Schroeder ve Hart omuzlarındaki karı silkeleyerek tavernaya gidi. Girer girmez ani bir sıcaklık, dökülmüş biranın rahatlatıcı kokusu ve gürültülü kahkahalarla karşılandılar. Neşeli bir balat odayı sarmıştı. Soğuktan korunmaya çalışan ahali, öyküler ve şakalarla içlerini ısıtmaya çalışıyordu. Hart kalabalığın arasından geçerek doğrudan bara yöneldi.

"İki bira" dedi Hart ve bar tezgâhına iki gümüş sikkesi attı. Barmen kupalarını doldurduktan sonra ikili, harala güreleden uzak ve sessiz bir köşeye yerleşti. Schroeder titreyerek birasından bir yudum aldı. Rengi atmış suratında kışın soğuğu hâlâ kendini gösteriyordu.

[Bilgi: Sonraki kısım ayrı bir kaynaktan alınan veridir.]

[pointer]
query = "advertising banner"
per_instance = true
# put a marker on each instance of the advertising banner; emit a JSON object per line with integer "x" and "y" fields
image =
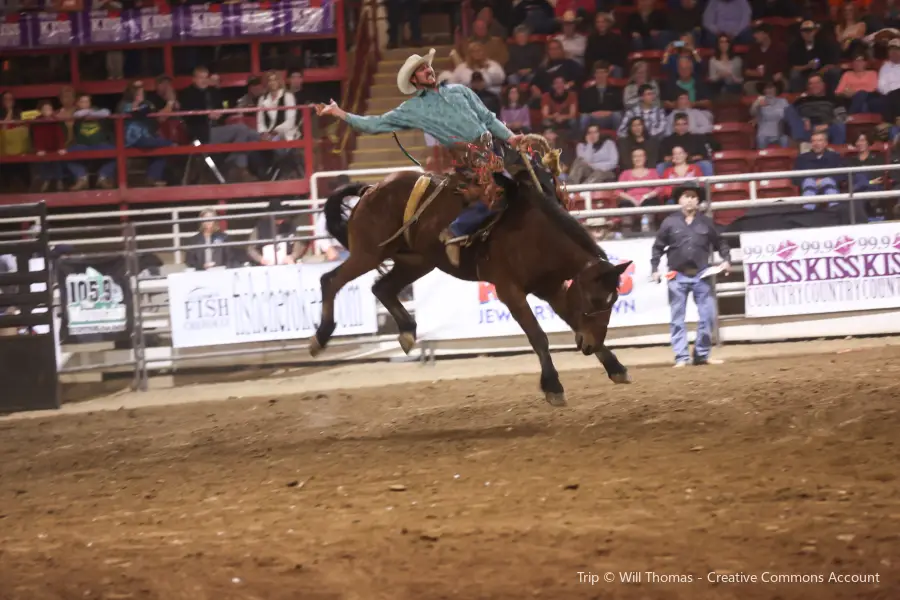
{"x": 823, "y": 270}
{"x": 260, "y": 304}
{"x": 448, "y": 308}
{"x": 96, "y": 300}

"Kardeşinden haber var mı?" diye sordu Hart, kaygıyla karşısındakini inceliyordu.

"Hasat zamanından beri Ostaria'dan haber yok" dedi Schroeder, iç geçirerek. "Ömrümde böyle kış görmedim. Bunun altından kalkamazlar. Böyle devam ederse açlıktan ölecekler."

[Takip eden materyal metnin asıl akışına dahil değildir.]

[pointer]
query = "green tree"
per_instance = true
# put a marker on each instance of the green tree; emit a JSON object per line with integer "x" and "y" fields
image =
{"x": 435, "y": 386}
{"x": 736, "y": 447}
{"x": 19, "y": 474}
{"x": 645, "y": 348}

Hart'ın suratı asıldı. "Tek dertleri de bu olmayabilir" diye fısıldadı. "Kuzey'de kol gezen bir şey hakkında söylentiler var. Ağaçlar arasında görünen gölgeler, dondurucu karanlığın perdesi altında hareket eden bir lejyon.  Bir ordu."

"Ordu mu? Kış vakti bir de?" Schroeder inanmayarak güldü ama arkadaşının yüzünde hiç tebessüm yoktu.

"Sesini alçat." diye tısladı. "Korkacak bir şey değil muhtemelen. Biliyorum, garip gelecek ama aynı bunun gibi bir hikâye duyduğumu hatırlıyorum." Düşünmek için bir an duraksadı ve arkadaşına baktı. Hart'ın neden bahsettiğini anlayan Schroeder'in kuşkusu, açık bir dehşete dönüştü. "Çocukken anlatmışlardı bana."

Schroeder ve Hart, bir grup yabancının barın öteki ucundan kendilerini izlediğini farketti. Sessiz bir mutabakatla biralarını bitirip Turul Varos'un şiddetli soğuğuna geri döndüler.